俺が死にかけていた時にそのファンタジー的な力で俺にファンタジーな力をもらった時に死にかけていたから、お化け=レッサーレイスの理論でレッサーレイスが種族になったのかな?
………駄目だ情報が足りな『ピコン』うん?
「お?」
いきなり脳内に電子音が響いたと思ったら目の前にステータスに似た半透明のボードのようなものが出てきた。
えっと………これは?
ラノベとかみたいにめでたくファンタジーの仲間入りをしたばかりの俺には心当たりしかないんだけど………
というかなにかしらの面倒事の予感が………
でも見ないわけにもいかないよな~………
俺は恐る恐るそのメッセージの内容を確認する。
まずは差出人は………境界の管理者と………
………ふぅ………ですよねー!!!
やっぱりめんどくさい気配しかしねー!!!
このタイミングで境界の管理者とかいう、いかにもな名前だぞ!?
その名前の下に内容が書いてあるけど正直見たくない!
……いや、でも読まなくちゃ駄目だよな?
というか無視したらなにされるかわかったもんじゃないし、なにか情報があるかもしれないしな~……
……しょうがないか……
俺は諦めて境界の管理者という人?から送られてきたメッセージに恐る恐る目を向ける。
そこにはこんなことが綴られていた。
=====
【境界の管理者】
このメッセージを閲覧しているあなたは無事、死亡を回避しました。
ですが、あなたが生きているのはこちらのミスによるものです。
あなたが交通事故で死にかけていた頃、境界の防衛システムがダウンしてしまい《地球》にゴブリン2体、レッサーレイス1体が侵入してしまいました。
ゴブリン2体はこちらの追跡を振り切り未だ捜索中。
そして、レッサーレイスは侵入後、憑依できる体を発見。
それがあなた。
レッサーレイスはその後死にかけていたあなたに憑依を実行。
結果レッサーレイスはあなたの体を手に入れるための魂の勝負に敗北。
レッサーレイスはあなたの魂に統合され、あなたは人間でありながらもレッサーレイスの特性を手に入れました。

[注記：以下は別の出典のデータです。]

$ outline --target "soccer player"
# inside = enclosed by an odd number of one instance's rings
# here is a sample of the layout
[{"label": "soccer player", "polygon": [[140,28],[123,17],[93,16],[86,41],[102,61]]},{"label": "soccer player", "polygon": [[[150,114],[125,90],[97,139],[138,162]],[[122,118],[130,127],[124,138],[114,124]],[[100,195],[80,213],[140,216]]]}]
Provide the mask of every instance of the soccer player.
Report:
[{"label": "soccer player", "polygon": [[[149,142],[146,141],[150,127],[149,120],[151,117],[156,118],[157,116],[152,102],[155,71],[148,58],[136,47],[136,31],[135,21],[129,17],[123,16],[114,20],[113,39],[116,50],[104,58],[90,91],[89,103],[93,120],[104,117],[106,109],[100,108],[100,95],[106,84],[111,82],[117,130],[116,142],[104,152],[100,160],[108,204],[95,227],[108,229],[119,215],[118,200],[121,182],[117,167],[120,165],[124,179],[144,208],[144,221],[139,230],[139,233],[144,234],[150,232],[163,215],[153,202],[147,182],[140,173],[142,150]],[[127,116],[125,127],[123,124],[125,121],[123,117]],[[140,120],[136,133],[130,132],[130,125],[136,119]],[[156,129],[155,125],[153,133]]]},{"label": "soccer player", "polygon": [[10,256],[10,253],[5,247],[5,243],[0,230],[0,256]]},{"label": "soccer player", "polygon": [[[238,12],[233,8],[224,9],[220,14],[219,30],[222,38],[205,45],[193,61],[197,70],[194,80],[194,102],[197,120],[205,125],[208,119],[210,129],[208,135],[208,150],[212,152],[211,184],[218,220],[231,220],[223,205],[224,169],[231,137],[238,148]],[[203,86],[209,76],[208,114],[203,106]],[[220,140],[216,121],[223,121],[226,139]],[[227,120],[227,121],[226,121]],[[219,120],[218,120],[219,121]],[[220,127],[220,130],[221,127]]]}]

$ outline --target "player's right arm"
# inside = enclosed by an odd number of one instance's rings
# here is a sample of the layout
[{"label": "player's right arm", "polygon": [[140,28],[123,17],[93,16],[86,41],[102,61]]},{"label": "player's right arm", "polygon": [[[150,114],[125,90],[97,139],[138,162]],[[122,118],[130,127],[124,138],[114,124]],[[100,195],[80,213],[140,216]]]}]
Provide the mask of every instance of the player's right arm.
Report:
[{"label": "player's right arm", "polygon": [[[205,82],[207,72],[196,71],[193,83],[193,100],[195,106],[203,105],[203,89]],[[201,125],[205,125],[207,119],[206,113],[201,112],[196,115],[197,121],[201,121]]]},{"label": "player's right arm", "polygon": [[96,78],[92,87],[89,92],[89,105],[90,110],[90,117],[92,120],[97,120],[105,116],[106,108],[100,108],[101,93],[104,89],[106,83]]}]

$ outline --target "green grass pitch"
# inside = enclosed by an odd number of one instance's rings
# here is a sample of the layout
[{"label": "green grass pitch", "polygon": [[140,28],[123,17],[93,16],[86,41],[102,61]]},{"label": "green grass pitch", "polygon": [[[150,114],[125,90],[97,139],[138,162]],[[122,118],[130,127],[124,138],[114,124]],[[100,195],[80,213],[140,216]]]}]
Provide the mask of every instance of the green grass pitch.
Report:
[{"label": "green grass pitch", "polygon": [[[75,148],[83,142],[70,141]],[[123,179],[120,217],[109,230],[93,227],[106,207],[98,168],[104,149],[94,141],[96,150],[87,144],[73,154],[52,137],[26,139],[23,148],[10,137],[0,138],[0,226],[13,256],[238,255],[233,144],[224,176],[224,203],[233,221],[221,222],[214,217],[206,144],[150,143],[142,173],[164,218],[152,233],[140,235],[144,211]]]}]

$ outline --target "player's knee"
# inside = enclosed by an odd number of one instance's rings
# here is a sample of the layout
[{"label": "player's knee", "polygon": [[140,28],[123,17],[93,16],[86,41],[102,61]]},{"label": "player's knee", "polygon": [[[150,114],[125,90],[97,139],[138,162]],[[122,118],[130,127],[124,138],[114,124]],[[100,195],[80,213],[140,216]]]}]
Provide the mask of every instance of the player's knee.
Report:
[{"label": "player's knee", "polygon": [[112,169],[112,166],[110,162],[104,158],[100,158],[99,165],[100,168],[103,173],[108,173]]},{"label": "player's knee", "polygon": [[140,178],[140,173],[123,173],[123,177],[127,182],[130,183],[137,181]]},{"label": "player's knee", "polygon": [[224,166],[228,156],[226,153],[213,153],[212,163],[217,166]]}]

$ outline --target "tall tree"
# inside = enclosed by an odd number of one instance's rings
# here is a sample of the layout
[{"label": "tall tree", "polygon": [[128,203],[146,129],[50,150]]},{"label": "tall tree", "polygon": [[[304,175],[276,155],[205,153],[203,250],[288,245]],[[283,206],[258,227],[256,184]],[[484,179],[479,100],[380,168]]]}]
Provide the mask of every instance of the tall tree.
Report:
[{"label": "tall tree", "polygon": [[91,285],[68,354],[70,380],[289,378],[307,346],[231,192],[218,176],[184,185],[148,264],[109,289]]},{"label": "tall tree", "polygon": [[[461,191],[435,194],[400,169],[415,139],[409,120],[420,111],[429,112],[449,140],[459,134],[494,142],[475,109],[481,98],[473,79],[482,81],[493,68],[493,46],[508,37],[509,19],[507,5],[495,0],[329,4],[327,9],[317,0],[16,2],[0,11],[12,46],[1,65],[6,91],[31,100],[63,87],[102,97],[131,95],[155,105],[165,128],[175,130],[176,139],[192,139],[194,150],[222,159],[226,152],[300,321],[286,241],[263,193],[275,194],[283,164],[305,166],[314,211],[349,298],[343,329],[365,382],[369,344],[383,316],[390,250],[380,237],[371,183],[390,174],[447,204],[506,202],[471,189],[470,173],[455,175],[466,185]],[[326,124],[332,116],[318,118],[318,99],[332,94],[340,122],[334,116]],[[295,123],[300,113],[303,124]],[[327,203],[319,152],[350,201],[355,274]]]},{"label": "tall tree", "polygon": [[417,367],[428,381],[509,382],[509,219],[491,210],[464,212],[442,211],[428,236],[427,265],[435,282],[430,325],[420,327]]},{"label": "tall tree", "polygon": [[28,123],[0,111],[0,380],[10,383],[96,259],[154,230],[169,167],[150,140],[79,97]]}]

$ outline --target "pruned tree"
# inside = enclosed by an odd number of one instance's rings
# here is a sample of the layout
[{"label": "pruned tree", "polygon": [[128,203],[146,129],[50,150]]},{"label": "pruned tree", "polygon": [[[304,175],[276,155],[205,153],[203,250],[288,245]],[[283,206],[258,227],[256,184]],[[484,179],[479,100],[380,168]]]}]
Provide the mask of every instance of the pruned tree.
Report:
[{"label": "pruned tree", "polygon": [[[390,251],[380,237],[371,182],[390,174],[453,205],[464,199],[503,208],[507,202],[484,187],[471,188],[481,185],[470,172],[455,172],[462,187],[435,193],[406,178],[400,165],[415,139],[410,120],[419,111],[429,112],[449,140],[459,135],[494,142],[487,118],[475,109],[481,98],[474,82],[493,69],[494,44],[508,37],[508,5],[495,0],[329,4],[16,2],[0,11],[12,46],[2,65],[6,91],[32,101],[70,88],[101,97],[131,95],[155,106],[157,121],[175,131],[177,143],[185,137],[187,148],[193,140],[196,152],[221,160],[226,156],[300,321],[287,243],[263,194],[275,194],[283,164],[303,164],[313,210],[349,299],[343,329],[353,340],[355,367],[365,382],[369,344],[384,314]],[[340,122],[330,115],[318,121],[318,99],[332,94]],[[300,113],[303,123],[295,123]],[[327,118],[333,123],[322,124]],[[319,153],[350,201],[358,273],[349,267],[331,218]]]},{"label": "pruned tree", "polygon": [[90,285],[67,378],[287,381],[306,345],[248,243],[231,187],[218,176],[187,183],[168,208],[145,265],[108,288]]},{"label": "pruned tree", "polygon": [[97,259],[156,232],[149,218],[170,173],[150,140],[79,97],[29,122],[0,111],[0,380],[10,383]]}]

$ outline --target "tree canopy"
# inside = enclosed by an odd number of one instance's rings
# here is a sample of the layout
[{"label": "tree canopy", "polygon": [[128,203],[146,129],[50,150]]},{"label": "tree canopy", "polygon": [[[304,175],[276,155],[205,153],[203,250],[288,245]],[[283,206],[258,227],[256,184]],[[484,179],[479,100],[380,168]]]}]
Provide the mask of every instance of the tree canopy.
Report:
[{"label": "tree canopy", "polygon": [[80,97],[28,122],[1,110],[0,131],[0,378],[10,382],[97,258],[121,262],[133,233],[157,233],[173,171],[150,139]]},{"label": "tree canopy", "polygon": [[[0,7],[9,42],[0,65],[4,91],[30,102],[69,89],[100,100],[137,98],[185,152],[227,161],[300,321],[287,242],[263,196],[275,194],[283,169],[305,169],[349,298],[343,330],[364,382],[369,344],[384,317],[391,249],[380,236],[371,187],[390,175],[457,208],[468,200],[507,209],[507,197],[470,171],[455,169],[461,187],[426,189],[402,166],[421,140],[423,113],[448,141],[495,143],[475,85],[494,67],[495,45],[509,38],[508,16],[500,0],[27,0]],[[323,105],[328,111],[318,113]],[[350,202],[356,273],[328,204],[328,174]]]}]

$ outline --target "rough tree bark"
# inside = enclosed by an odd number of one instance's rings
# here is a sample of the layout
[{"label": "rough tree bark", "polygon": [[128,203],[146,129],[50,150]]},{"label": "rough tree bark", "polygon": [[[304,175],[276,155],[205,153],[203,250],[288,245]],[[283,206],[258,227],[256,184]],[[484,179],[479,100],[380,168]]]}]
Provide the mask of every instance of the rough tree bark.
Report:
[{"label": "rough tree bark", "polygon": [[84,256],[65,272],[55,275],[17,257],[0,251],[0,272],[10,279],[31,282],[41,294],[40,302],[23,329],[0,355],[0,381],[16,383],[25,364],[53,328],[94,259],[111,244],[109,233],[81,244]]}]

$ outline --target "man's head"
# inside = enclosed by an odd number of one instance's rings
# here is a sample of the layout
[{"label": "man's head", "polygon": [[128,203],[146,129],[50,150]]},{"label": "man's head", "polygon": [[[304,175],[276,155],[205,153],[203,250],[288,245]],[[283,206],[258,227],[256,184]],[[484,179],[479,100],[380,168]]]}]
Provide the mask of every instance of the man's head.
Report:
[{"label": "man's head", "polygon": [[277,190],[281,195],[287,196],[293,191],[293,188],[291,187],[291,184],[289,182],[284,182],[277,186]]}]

この影響で本来死ぬはずだったあなたはモンスターの生命力を手に入れ生き永らえました。
そして、こちらのミスであなたの《死》という《運命》をねじ曲げてしまったのも事実。
なのであなたに【鑑定Lv.1】のスキルを贈らせていただきます。
こちらのスキルを使用してレッサーレイス、スキルに関して理解を深め不幸な事故が起こることを避けてください。
何卒よろしくお願いします。
尚このメッセージは【鑑定Lv.1】の習得が確認されたら自動的に消去されます。
=====
「………は?」
そして、俺の中に何かが入ってくるような気がした。
するといま開いていたはずのメッセージが下からどんどん消えていく。
「って! おい! ちょっと待て!」
だけどそんな俺の願いは届くこと無く、メッセージは下からどんどん消えていき最終的には影も形もなくメッセージが綴られていた半透明のボードは跡形もなく消えてしまった。
「………まじかよ………」
俺はしばらく呆然としてしまったが気を取り直してさっきの文章について考えることにした。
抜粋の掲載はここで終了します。